The UK Court of Appeal has held in the case of BAA plc that VAT on a holding company's deal fees for acquiring target company shares is not recoverable. This is an important case for holding companies (often used by overseas entities seeking to acquire shares of UK companies) because it shows that recovering VAT is not an automatic right, but will depend on how the transaction is structured.
Airport Development Investments Limited ("ADIL") was established to acquire the share capital of BAA plc ("BAA"). ADIL incurred VAT on the professional and advisory services it received in respect of its takeover of BAA. Following the takeover, ADIL joined the BAA VAT group, which then tried to recover the VAT on ADIL's deal costs. The UK tax authorities ("HMRC") rejected the claim. The UK First-tier Tax Tribunal allowed BAA's claim because it attributed a link between the costs incurred by ADIL and the eventual supply made by the BAA VAT group (of which ADIL had become a member). HMRC appealed successfully, first to the Upper Tribunal and then to the Court of Appeal.
The First-tier Tribunal had found, as a matter of fact, that at the time of incurring the VAT, ADIL's only intention was to acquire and hold the shares of BAA. On the basis of that finding, the Upper Tribunal held that the BAA VAT group's taxable supplies could not be attributed to ADIL because ADIL was not a member of the BAA group at the time ADIL incurred the relevant VAT (and had no intention to join the VAT group when the costs were incurred).

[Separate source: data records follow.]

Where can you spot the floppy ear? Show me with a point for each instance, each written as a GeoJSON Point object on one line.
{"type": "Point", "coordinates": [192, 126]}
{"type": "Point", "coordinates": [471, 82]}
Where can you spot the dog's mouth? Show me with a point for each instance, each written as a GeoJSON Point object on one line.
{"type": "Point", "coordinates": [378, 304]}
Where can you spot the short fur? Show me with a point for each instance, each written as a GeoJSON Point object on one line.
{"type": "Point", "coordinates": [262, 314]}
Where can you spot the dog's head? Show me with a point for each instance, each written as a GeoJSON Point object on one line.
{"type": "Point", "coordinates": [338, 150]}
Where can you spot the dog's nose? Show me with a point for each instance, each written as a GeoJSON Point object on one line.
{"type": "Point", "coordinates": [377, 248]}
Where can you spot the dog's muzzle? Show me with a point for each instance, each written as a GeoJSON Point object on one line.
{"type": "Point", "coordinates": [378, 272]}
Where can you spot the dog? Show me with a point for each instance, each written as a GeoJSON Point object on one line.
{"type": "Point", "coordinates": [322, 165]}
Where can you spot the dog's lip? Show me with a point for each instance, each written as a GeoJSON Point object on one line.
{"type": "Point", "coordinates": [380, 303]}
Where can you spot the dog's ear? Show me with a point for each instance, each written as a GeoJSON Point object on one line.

The Court of Appeal has now upheld the Upper Tribunal's decision that ADIL (or the BAA VAT group) could not recover the VAT incurred because of the following:
- ADIL was not engaged in economic activity for VAT purposes (the acquiring and holding of shares does not provide the right to be registered for VAT). This meant there was no right to recover the VAT.

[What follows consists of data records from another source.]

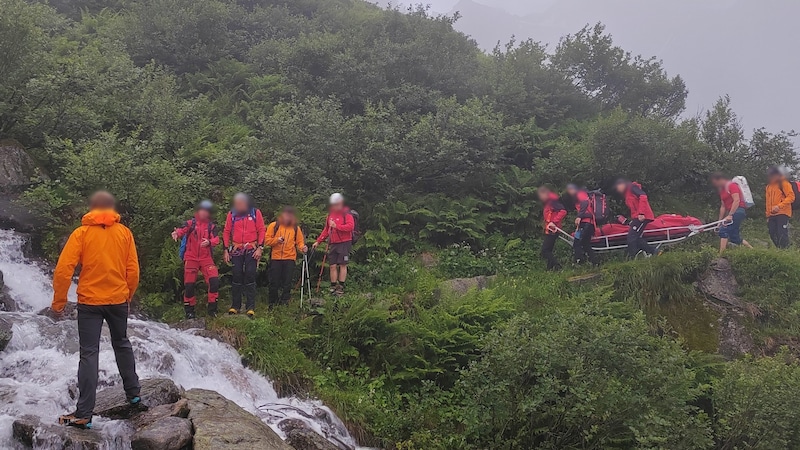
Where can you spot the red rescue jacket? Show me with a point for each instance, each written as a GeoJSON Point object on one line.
{"type": "Point", "coordinates": [195, 231]}
{"type": "Point", "coordinates": [246, 230]}
{"type": "Point", "coordinates": [584, 207]}
{"type": "Point", "coordinates": [345, 224]}
{"type": "Point", "coordinates": [638, 203]}
{"type": "Point", "coordinates": [554, 212]}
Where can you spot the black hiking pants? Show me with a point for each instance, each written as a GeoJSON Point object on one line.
{"type": "Point", "coordinates": [636, 241]}
{"type": "Point", "coordinates": [90, 324]}
{"type": "Point", "coordinates": [244, 280]}
{"type": "Point", "coordinates": [779, 230]}
{"type": "Point", "coordinates": [548, 244]}
{"type": "Point", "coordinates": [281, 275]}
{"type": "Point", "coordinates": [582, 248]}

- Even if ADIL had been entitled to be registered for VAT, on the facts of the case, the costs incurred were not connected with any supply that ADIL made or had intended to make.
VAT on deal fees can be a significant cost in a transaction and VAT advice should be taken at an early stage to maximise the opportunities to recover VAT. If ADIL could have evidenced an intention to make taxable supplies (such as supplying management services to the other companies in the BAA group) then, at least, some of the GBP6 million of VAT incurred would have probably been recoverable.

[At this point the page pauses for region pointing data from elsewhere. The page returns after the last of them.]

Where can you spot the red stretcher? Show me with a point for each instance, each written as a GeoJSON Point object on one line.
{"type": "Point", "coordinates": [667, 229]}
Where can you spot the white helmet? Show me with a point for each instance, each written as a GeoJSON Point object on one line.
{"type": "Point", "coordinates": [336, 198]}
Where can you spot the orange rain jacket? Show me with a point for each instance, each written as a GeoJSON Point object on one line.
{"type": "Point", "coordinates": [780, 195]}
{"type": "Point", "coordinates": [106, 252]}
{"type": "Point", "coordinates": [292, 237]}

If a holding company intends to provide management services, it will be carrying out economic activity entitling it to register for VAT, so VAT on costs related to those management services will be recoverable. It is important to understand and document the extent to which the costs incurred in any corporate transaction relate to taxable supplies (such as management services) so that the correct amount of VAT can be recovered.
It is fairly common for holding companies to try to join the VAT group of the target as soon as possible in the hope of maximising VAT recovery. Whilst this case does not directly deal with the point, it is a reminder that there is no one-size-fits-all solution and it is necessary to look at: (1) the entity which actually incurred the costs; (2) the time those costs were incurred; (3) the intention of the parties at that time; and (4) the link between the costs and outputs (if any).